Немногие мыслители связывали с этим расширением населенного универсума радикальные культурные эффекты или, к примеру, объясняли саму стилизацию и «чудовищную эрозию контуров» движения модерна — как движения к своего рода универсализму — подобной
неослабевающей обеспокоенностью, вызванной удивлением при виде разрыва между мельчайшей подробностью повседневной жизни и огромными промежутками времени и пространства, в которых каждый индивидуум играет свою роль.
Под этим я имею в виду абсурдность претензии любого единичного человека на важность его высказывания: «Я люблю!» или «Я страдаю», если подумать о фоне, на котором существуют миллиарды, жившие и умершие, живущие и умирающие и, наверно, те, что будут жить и умирать.

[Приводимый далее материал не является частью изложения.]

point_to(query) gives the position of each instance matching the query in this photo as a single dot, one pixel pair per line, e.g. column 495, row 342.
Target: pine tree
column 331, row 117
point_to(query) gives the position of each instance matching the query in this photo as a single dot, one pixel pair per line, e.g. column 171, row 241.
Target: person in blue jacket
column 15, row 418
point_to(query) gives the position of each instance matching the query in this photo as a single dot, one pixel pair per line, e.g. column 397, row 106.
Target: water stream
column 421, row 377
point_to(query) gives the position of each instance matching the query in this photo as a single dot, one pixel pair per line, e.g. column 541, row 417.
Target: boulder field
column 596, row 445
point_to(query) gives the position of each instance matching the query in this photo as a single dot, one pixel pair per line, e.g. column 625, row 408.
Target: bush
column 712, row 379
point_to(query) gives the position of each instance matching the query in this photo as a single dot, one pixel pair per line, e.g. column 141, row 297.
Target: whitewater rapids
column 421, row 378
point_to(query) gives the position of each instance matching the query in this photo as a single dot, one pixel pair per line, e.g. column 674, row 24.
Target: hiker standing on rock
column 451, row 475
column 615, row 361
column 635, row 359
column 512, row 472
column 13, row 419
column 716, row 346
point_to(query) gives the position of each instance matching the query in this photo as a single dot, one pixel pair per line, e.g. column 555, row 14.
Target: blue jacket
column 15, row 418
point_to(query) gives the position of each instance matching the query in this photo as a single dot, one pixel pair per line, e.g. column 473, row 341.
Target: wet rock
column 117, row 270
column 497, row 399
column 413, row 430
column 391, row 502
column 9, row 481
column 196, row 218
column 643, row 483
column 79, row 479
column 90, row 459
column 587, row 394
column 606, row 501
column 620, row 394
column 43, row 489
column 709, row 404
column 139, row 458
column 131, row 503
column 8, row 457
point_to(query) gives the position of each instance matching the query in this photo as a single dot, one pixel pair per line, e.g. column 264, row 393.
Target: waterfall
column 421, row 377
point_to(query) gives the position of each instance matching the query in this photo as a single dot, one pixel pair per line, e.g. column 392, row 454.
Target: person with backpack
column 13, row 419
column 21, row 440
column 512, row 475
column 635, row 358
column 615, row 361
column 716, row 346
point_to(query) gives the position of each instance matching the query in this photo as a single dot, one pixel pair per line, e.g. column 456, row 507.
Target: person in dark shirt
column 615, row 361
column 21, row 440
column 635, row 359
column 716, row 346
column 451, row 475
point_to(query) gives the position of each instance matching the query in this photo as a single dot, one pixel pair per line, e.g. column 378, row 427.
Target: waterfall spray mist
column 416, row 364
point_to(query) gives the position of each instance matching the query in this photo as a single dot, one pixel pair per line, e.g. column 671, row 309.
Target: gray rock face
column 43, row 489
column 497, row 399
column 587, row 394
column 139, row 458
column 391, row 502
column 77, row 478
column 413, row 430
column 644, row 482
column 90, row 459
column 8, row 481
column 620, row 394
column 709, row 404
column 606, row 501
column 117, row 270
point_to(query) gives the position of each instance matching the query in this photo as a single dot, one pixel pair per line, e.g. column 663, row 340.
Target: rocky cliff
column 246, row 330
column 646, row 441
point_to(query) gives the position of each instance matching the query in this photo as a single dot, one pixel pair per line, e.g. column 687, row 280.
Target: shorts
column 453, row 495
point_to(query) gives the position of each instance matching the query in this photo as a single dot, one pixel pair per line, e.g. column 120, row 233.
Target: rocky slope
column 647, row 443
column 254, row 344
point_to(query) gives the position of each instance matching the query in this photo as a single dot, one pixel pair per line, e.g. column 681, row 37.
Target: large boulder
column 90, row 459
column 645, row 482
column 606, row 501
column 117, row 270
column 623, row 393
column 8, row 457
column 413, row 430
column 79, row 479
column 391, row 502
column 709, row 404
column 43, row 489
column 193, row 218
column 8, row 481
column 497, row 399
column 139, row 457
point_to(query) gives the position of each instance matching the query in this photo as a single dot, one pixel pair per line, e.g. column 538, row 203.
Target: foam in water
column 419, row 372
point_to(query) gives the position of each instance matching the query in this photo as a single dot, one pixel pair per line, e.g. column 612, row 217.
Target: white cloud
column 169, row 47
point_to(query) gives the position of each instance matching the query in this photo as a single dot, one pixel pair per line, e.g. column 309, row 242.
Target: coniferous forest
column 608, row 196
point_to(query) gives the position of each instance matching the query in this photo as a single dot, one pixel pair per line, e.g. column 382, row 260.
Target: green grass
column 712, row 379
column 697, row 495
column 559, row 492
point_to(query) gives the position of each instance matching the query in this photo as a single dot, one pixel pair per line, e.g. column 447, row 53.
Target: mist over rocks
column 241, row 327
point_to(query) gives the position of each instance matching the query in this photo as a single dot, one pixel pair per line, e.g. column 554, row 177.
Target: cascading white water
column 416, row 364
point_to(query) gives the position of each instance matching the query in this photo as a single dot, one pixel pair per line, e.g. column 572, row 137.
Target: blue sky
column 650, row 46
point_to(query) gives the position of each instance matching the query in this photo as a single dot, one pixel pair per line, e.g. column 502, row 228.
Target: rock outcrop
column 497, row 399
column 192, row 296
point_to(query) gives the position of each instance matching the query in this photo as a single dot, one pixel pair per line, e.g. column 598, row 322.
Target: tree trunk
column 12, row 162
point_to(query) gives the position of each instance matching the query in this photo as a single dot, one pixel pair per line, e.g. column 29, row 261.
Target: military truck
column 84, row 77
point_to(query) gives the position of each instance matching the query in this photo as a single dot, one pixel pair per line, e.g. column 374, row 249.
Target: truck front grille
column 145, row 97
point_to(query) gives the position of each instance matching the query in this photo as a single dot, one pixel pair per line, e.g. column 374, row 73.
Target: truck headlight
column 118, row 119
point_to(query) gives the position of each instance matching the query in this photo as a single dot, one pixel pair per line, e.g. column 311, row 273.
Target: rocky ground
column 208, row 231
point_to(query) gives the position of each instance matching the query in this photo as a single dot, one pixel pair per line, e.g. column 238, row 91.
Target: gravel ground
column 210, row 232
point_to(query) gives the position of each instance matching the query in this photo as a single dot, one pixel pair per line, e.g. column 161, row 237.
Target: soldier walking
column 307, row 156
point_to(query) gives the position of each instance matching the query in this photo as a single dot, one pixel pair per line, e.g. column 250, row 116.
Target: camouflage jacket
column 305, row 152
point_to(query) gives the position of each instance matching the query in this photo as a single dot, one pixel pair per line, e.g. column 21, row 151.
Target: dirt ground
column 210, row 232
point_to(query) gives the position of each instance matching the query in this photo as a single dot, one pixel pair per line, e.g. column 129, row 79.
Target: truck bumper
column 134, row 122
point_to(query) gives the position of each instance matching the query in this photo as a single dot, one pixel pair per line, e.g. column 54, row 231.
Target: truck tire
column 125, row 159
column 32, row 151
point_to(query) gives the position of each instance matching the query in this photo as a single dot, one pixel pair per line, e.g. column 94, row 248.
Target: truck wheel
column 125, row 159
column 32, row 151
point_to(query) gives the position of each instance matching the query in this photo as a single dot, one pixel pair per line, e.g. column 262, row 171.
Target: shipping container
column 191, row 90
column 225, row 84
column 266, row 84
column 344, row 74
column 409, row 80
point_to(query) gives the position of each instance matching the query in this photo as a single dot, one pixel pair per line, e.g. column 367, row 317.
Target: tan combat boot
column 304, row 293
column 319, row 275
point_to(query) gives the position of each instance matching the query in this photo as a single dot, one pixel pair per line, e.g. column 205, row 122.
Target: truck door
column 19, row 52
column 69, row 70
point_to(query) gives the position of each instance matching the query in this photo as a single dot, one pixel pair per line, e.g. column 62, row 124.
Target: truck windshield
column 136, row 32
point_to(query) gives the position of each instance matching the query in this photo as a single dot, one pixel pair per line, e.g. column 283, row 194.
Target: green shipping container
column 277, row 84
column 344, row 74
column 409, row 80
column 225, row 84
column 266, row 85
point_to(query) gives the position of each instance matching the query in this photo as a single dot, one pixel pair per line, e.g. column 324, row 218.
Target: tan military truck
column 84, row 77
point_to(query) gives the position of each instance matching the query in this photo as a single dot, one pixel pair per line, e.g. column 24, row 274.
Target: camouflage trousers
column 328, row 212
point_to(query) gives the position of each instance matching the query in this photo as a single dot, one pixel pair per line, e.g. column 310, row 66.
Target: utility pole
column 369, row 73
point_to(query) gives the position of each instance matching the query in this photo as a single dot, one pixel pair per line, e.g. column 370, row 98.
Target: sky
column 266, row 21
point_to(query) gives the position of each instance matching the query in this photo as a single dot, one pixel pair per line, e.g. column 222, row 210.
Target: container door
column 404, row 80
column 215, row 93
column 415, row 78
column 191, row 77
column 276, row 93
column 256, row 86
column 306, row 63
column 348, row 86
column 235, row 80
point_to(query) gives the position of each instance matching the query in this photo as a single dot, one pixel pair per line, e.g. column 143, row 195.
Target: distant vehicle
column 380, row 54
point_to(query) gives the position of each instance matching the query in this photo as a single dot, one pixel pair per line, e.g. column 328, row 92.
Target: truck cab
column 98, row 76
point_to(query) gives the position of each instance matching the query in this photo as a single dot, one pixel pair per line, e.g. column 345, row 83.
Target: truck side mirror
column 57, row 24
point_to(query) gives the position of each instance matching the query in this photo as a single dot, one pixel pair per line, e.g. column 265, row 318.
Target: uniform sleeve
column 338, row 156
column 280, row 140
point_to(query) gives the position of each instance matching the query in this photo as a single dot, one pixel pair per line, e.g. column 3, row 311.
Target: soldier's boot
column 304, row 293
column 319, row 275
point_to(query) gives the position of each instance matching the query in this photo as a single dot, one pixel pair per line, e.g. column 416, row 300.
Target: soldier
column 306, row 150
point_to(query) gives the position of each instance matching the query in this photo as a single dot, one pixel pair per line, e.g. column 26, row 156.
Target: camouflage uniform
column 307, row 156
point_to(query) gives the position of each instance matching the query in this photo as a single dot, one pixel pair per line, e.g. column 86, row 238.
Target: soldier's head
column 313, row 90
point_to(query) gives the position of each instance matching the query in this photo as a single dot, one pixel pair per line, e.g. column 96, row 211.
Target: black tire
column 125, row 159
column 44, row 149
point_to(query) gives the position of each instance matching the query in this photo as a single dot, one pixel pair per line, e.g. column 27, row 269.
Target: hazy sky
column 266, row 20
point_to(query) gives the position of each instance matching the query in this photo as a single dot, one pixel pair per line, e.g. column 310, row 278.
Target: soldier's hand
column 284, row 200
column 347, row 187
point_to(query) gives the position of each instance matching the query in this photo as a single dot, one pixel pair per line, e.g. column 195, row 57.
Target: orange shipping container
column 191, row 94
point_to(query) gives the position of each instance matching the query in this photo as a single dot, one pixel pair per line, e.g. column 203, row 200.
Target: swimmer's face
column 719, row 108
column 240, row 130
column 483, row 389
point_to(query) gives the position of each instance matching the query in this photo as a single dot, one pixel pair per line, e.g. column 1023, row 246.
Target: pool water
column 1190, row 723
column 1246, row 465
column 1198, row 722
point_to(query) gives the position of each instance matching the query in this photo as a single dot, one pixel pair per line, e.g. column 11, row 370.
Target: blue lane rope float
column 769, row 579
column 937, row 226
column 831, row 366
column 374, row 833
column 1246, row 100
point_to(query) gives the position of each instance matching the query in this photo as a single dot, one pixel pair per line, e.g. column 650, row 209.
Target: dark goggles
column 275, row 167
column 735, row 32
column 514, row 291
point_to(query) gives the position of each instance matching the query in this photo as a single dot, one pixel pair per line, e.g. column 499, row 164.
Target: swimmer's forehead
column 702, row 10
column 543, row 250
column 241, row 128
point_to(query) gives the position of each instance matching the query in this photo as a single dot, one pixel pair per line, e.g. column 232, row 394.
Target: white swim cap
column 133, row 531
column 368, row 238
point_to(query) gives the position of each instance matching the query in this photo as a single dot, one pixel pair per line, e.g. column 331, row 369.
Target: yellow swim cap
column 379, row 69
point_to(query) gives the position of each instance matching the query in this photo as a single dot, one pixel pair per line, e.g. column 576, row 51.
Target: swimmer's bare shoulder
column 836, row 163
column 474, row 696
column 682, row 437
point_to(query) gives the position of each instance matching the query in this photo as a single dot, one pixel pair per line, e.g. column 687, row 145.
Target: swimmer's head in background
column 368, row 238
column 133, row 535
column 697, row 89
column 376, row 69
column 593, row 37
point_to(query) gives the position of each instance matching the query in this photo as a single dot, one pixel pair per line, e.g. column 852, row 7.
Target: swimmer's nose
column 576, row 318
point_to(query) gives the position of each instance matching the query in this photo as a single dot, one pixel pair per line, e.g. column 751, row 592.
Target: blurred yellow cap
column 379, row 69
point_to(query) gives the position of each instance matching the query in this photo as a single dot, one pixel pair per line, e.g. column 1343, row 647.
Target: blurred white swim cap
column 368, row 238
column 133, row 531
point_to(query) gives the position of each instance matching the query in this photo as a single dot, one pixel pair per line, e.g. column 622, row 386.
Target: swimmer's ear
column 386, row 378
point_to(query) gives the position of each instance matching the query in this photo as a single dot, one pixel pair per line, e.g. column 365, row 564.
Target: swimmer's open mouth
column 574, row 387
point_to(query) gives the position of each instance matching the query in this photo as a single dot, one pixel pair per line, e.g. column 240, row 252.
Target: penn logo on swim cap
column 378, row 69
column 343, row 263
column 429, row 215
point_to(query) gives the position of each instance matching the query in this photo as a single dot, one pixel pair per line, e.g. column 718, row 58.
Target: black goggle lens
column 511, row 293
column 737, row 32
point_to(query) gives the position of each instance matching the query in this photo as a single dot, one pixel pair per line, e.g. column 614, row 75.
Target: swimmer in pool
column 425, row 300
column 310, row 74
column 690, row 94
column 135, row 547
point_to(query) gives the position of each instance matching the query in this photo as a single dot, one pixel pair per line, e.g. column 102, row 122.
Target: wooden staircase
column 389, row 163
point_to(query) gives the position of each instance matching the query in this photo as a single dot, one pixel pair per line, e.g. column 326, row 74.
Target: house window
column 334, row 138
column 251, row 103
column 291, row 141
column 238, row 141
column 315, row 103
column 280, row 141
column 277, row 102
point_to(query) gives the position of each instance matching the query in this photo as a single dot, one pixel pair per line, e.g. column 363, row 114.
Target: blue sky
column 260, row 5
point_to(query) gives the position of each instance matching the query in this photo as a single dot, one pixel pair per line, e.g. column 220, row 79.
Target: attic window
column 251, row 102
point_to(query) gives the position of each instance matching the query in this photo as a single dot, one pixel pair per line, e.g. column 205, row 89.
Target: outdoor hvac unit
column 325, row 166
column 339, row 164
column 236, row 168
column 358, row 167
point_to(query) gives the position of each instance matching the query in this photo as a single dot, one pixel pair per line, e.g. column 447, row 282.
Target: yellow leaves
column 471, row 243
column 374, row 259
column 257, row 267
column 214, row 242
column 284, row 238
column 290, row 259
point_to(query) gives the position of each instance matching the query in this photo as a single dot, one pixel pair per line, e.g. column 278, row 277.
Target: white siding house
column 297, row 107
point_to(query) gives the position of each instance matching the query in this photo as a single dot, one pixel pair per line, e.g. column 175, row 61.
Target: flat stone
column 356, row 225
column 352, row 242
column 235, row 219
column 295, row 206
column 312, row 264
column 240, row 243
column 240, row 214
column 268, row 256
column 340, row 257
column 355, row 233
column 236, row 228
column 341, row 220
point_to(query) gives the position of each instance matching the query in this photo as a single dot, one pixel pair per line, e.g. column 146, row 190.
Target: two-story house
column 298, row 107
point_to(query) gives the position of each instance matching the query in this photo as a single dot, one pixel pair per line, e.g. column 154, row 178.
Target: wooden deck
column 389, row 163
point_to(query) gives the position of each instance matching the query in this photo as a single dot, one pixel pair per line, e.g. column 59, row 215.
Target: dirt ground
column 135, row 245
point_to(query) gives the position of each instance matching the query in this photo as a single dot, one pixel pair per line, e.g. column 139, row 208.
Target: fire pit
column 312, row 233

Это чувство сложилось во мне почти совершенно случайно, когда я в 1920 году закончил Йель и меня отправили за границу изучать археологию в Американской академии в Риме. В те времена мы даже выезжали в поле и принимали участие в раскопках, хотя и незначительное. Если ты помахал киркой и вскрыл изгиб скрытой на протяжении четырех тысяч лет улицы, на которой некогда было активное движение, ты уже никогда не будешь прежним. Ты сможешь взглянуть на Таймс-сквер и представить, как однажды исследователи скажут об этом месте: «Здесь, скорее всего, был какой-то городской центр» [292] .
292
Интервью с Торнтоном Уальдером (Thornton Wilder): Paris Review. 1957. No. 15. P. 51.